3. For any Rum Education: St. Nicholas Abbey
The Lowdown: Barbados has lots of well-known and well-love exports: sugar, molasses, Rihanna and rum. Widely credited as the birthplace of rum, there’s a handful of distilleries found over the island. To have an in-depth tasting and tour, St Nicholas Abbey, a sugar plantation dating back 1658, is a great starting point. The tours, which run regularly, provides an interesting insight while causeing this to be iconic spirit, combined with the history of the drink, and preservation, all of which happens in St Nicholas Abbey's great house, built by Benjamin Berringer in 1658 (certainly one of just three Jacobean-style mansions remaining in the Western Hemisphere). Shunning mass production and sophisticated mechanical systems, St Nicholas Abbey’s rums are created via the traditional distillation process. The end result: a rum that's smooth, fruity and spicy.

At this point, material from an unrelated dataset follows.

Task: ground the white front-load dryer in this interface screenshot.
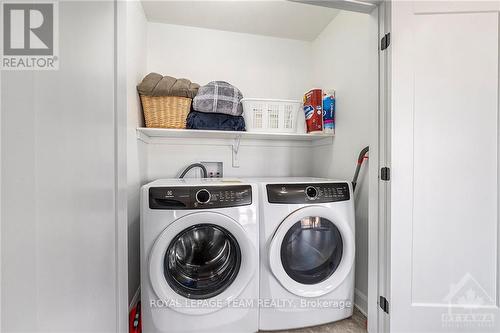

4. To have an Annual Celebration: Crop Over Festival
The Lowdown: Dubbed probably the most colourful festival in the Caribbean, Crop Over Festival celebrates a 200 year-old tradition that honours the end of the sugar cane season (around August-September). Barbadians avoid parties by halves, and the six week festival includes day to nighttime parties, breakfast knees up, parades, concerts and culinary-centric events. The ultimate week may be the big one, culminating inside a parade full of life, culture and lots of colourful costumes.
5. For a Good Time: Uncover the Nightlife
The Lowdown: When the sun's rays goes down, Barbados comes alive. Rum shacks all over the island buzz with categories of people and bars, with local local bands playing calypso and reggae to R’nB, are in which the drinks flow and everybody dances into the early hours of the morning. In St Michael, visit Garry’s Rum Punch to marvel at Garry’s notorious rum collection and sample his renowned rum cocktails, available in 19 flavours, believe it or not. Also in St Michael is The Boatyard, popular by both tourists and locals alike, the bar is open 365 days of the year – and each night, you’re guaranteed a great time. Other establishments worthy of a visit are upscale rum-shop-type restaurant and bar, Shakers; local joint, The Golden Anchor; and Drift Ocean Terrace Lounge for sea views.